In short, you're buying a dominant cash machine temporarily discounted by macro fear.
#2 Google (Ticker: GOOGL)
Current Price | Price Target | Upside |
|---|---|---|
$145.60 | $192 | ~32% |
Background:
Google’s stock has pulled back amid tariff news and general macro worries. Ad revenue is recovering, but fears around economic slowdown are hitting sentiment.
Thesis:
Tariffs raise global uncertainty, and advertisers pull back when recession risk rises. But Google’s core—Search, YouTube, and Android—remains indispensable.
AI is powering a new chapter in search. Google is quietly rebuilding its moat while trading at a reasonable multiple.
In short, you're buying a digital empire with upside from AI and recovery in ads, trading at a discount due to temporary fear.
#1 Oracle (Ticker: ORCL)
Current Price | Price Target | Upside |
|---|---|---|
$128.27 | $173 | ~31% |
Background:
Oracle has sold off with the rest of tech on economic concerns and trade tensions. Investors worry enterprise spending might slow.
Investment Thesis:
Tariffs and recession fears often hit legacy tech harder—but Oracle’s transition to cloud gives it new life. Its infrastructure is mission-critical for businesses that don’t want to risk downtime.
Oracle isn’t just software—it’s becoming the backend for AI workloads. Their partnership with Nvidia is flying under the radar.
In short, Oracle is a stealth cloud and AI play, trading cheap because people still think it’s the old Oracle.
Play Smart. Win Big. Build Wealth.
Disclosure: I currently own positions in MSFT and GOOGL.
Disclaimer: The stock picks and information provided here are for informational and educational purposes only and should not be considered financial advice.
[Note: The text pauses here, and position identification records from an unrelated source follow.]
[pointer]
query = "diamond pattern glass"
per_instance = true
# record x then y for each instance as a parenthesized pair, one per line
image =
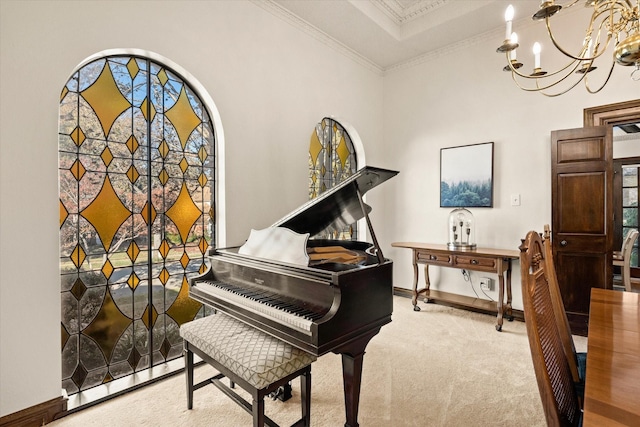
(136, 150)
(332, 159)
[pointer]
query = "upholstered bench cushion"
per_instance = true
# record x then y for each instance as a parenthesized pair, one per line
(258, 358)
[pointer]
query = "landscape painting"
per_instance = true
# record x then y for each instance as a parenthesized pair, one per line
(466, 176)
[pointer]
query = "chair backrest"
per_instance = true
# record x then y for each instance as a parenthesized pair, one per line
(558, 307)
(559, 398)
(627, 247)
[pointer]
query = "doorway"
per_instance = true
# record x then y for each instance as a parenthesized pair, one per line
(624, 118)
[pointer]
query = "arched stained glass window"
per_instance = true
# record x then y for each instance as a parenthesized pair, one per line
(136, 175)
(332, 159)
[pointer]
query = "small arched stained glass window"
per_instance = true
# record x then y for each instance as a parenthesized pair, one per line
(332, 159)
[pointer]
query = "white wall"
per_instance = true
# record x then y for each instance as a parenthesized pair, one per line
(270, 81)
(461, 96)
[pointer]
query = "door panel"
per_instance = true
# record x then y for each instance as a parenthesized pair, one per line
(582, 215)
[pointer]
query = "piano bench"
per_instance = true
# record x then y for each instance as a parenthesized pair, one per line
(257, 362)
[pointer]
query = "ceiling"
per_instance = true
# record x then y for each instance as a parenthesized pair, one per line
(391, 32)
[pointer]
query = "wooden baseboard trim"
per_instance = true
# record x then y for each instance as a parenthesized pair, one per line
(408, 293)
(37, 415)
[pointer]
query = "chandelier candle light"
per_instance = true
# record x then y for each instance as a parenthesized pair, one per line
(613, 22)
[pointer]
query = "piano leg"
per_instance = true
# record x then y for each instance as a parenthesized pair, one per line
(352, 359)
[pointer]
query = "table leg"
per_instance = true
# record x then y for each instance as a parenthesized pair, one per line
(509, 308)
(414, 300)
(500, 301)
(416, 291)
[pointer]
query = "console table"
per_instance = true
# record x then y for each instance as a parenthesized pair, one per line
(488, 260)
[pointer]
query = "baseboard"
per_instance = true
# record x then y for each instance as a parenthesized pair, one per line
(408, 293)
(38, 415)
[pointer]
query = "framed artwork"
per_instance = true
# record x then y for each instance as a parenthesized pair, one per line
(466, 176)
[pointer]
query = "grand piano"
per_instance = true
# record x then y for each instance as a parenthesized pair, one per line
(336, 302)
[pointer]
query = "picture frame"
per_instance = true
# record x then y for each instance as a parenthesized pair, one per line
(466, 176)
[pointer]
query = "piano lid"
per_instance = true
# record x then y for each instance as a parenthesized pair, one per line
(338, 206)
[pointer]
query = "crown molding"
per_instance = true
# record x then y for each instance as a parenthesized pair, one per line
(463, 45)
(401, 15)
(317, 34)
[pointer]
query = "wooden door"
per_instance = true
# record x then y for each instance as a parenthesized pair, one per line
(582, 216)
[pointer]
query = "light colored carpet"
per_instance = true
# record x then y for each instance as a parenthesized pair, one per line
(437, 367)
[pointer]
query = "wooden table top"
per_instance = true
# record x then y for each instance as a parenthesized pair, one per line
(612, 389)
(503, 253)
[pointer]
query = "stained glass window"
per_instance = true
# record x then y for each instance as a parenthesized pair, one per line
(136, 175)
(332, 159)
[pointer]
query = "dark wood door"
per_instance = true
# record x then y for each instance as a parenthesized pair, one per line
(582, 216)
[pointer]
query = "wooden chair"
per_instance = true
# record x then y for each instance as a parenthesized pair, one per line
(622, 259)
(559, 398)
(577, 361)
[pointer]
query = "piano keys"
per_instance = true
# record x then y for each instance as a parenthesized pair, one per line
(336, 303)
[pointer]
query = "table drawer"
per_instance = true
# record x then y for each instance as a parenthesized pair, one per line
(475, 263)
(434, 258)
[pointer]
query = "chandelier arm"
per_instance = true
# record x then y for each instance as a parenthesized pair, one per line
(553, 95)
(574, 63)
(586, 80)
(584, 48)
(540, 89)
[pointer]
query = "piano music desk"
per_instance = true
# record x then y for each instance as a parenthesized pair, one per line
(497, 261)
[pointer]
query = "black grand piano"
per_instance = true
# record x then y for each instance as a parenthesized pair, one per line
(335, 303)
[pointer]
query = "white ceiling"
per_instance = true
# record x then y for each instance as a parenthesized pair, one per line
(390, 32)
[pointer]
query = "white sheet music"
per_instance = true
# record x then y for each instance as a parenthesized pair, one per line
(278, 244)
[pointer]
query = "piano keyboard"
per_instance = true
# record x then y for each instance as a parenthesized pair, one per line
(278, 307)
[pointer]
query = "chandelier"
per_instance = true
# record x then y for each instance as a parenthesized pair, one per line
(613, 23)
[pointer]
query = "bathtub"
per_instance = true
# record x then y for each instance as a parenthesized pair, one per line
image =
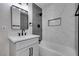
(53, 49)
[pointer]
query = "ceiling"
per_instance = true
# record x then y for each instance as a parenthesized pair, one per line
(43, 5)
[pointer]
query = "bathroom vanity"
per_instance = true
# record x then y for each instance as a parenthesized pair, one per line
(24, 45)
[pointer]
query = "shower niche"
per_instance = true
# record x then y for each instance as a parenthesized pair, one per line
(19, 18)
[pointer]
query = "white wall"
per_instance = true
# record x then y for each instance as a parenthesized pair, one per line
(5, 20)
(64, 34)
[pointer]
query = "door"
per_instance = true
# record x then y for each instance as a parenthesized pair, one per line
(24, 20)
(37, 21)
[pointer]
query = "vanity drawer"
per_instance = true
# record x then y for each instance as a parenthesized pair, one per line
(25, 43)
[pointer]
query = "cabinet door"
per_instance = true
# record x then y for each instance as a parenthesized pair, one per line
(23, 52)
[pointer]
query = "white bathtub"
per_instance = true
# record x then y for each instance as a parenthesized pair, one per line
(52, 49)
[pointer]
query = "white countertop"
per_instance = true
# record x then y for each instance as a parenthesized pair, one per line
(15, 39)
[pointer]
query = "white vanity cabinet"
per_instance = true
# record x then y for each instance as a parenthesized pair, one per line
(26, 47)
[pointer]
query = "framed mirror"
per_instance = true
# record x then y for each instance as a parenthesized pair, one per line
(19, 18)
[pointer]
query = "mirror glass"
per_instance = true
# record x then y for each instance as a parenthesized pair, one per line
(19, 18)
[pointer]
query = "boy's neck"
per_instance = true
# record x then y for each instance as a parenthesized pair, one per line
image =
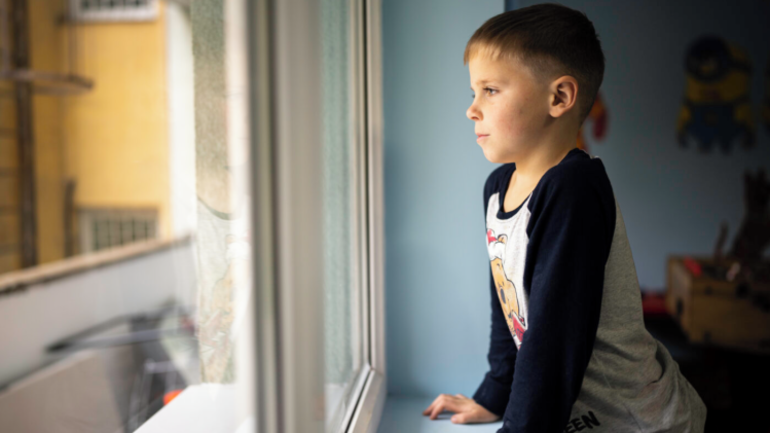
(532, 166)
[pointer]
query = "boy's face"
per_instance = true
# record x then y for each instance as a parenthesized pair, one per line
(510, 108)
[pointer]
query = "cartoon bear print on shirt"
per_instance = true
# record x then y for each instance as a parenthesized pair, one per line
(506, 291)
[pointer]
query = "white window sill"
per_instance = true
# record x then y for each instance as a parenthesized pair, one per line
(404, 414)
(205, 408)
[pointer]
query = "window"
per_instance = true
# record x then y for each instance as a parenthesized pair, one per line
(106, 228)
(113, 10)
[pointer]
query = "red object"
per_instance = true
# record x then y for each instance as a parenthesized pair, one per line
(170, 396)
(692, 266)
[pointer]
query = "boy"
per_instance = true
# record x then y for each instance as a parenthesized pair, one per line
(568, 349)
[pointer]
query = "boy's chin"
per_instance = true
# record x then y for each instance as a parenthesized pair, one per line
(495, 157)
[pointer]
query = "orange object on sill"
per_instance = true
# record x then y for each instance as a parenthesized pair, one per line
(170, 396)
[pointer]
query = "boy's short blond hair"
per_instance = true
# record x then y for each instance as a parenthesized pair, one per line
(552, 40)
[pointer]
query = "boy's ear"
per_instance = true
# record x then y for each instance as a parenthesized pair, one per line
(563, 95)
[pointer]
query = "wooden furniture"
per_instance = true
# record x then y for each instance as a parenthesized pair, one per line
(712, 310)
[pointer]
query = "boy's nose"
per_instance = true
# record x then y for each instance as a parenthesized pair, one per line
(473, 113)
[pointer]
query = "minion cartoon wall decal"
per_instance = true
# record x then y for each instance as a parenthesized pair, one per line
(716, 103)
(599, 119)
(506, 291)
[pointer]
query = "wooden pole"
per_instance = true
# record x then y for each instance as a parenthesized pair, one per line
(25, 136)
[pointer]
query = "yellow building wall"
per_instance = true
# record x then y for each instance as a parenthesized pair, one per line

I am not a financial advisor, and all investments involve risk. Please conduct your own research, consult a professional financial advisor, and carefully consider your own financial situation and risk tolerance before making any investment decisions. The performance of past stock picks is not indicative of future results, and you assume full responsibility for any decisions made based on this information.